Bank of England chief Andrew Bailey is this week set for one of his toughest spells since taking over from Canadian Mark Carney two years ago as head of the UK’s monetary authority.
Bailey, 63, will tomorrow have to defend the Bank’s performance in taming a cost of living squeeze that risks plunging the UK into a recession to parliament’s Treasury Committee.
Business secretary Kwasi Kwarteng on Sky News today called into question his effectiveness at keeping a lid on inflation.
“It is a matter of fact that when the Bank of England became independent in 1997, they had an inflation target of two per cent. Inflation is running into almost double digits now. That is an issue, clearly,” he said.
New inflation figures published on Wednesday will pile more pressure on the governor, likely showing the cost of living is nearly five times the Bank’s mandate.
The rate of price rises may have reached as high as 9.3 per cent last month as a result of the energy watchdog’s 54 per cent uplift to the cap on bills hitting in April, according to Deutsche Bank.
Threadneedle Street itself expects inflation to peak at 10.2 per cent just after the summer.
Rates have climbed from a record low 0.1 per cent to a 13-year high of one per cent in the space of six months as the Bank scrambles to douse down inflation.
They should have started rising in the second half of last year to get ahead of the inflation spike, the National Institute of Economic and Social Research said last week.
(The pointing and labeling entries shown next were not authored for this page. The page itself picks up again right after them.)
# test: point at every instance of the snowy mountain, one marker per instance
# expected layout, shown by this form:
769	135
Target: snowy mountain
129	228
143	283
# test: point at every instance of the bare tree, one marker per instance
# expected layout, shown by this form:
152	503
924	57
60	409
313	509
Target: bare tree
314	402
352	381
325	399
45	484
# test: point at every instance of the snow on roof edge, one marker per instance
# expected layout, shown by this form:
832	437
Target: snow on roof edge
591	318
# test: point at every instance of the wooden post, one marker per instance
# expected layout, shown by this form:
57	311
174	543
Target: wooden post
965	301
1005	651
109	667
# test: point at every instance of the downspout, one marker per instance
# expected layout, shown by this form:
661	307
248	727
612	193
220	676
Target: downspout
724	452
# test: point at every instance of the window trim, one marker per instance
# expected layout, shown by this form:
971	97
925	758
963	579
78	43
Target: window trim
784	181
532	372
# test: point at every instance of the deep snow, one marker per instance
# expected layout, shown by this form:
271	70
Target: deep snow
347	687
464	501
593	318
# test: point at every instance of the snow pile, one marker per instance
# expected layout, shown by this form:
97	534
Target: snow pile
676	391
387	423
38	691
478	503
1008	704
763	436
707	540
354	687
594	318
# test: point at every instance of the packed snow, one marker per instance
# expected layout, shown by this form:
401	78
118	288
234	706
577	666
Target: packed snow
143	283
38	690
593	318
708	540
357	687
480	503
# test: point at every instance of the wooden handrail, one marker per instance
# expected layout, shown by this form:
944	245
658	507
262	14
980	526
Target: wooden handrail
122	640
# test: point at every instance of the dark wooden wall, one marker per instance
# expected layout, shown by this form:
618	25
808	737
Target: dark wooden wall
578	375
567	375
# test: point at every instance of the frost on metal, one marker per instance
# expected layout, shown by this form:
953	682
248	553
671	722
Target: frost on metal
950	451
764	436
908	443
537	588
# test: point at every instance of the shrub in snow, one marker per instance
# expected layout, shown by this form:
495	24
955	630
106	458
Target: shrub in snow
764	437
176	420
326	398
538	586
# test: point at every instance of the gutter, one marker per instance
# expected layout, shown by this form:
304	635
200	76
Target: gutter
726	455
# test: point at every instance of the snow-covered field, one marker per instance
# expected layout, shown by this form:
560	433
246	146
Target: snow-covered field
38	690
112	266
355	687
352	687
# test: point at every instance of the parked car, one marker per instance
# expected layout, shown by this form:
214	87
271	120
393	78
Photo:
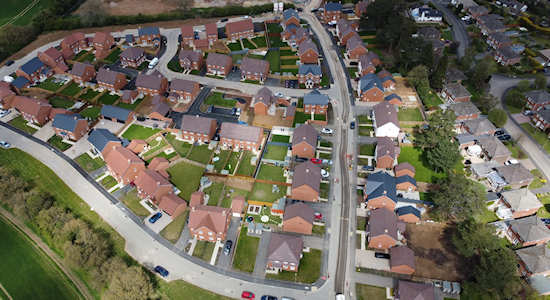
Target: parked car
5	144
227	247
327	130
162	271
155	217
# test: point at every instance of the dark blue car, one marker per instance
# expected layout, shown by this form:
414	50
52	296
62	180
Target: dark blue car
162	271
155	217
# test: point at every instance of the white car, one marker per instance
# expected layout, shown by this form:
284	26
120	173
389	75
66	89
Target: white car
327	131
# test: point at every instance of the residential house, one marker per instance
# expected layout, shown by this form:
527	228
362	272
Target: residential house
465	111
405	168
149	36
241	137
103	42
309	75
528	231
380	192
355	48
382	229
151	185
315	103
254	69
479	127
116	114
190	60
172	205
218	64
385	120
408	290
494	149
70	126
385	153
306	182
298	218
371	88
304	141
332	12
402	260
102	141
53	58
515	175
209	223
73	44
537	99
34	70
82	72
32	110
111	80
240	29
264	102
132	57
198	129
182	90
308	52
123	164
455	92
408	214
284	253
517	204
153	84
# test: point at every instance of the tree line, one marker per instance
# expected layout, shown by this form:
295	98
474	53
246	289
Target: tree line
82	246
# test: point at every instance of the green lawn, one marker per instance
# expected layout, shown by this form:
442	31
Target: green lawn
245	167
204	250
409	114
262	192
217	99
200	154
275	152
139	132
414	157
270	172
91	112
89	164
186	177
58	143
108	99
131	200
71	89
173	231
26	272
245	254
538	135
309	269
50	85
274	59
280	138
61	102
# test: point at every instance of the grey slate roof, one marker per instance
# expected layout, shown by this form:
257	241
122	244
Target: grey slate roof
315	98
99	138
530	228
305	69
307	173
119	113
66	121
536	259
306	133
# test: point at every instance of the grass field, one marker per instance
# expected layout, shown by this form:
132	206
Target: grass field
27	273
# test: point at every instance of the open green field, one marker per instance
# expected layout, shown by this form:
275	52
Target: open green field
26	272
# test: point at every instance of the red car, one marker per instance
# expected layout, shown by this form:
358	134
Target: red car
316	161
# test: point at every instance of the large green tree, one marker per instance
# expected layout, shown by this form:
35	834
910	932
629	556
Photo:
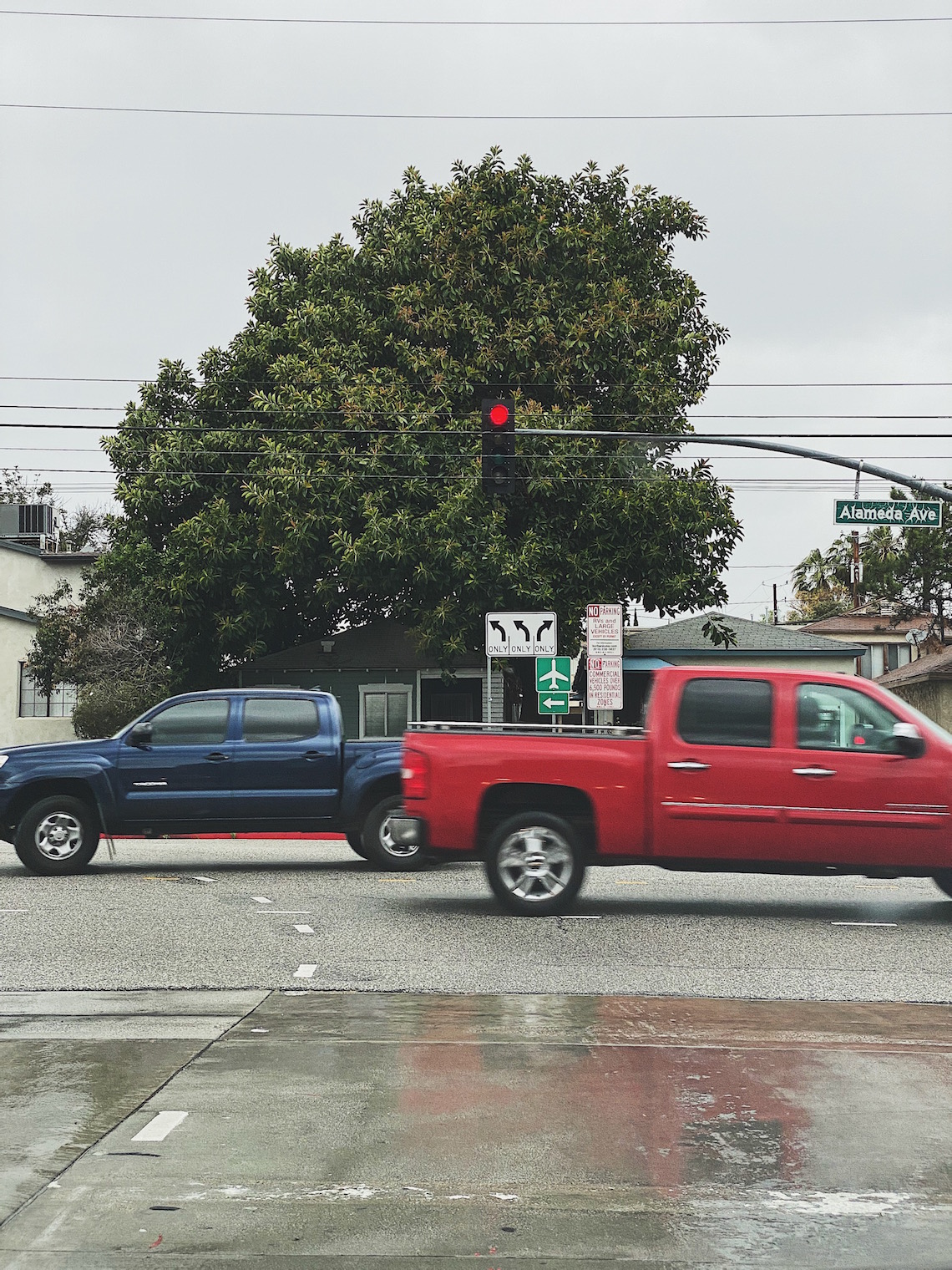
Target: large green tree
324	468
The UK is likely to tip into a recession sooner than predicted due to households already cutting spending even before living costs surge further.
GDP figures last week came in much weaker than expected, revealing the economy shrank 0.1 per cent in March – before the bill cap rise and tax hikes took effect.
Bailey is facing a balancing act of getting inflation back to target without inflicting unnecessary long-term damage to the UK economy.
Former rate setters have accused Bailey for overseeing a muddled communications strategy at the Bank.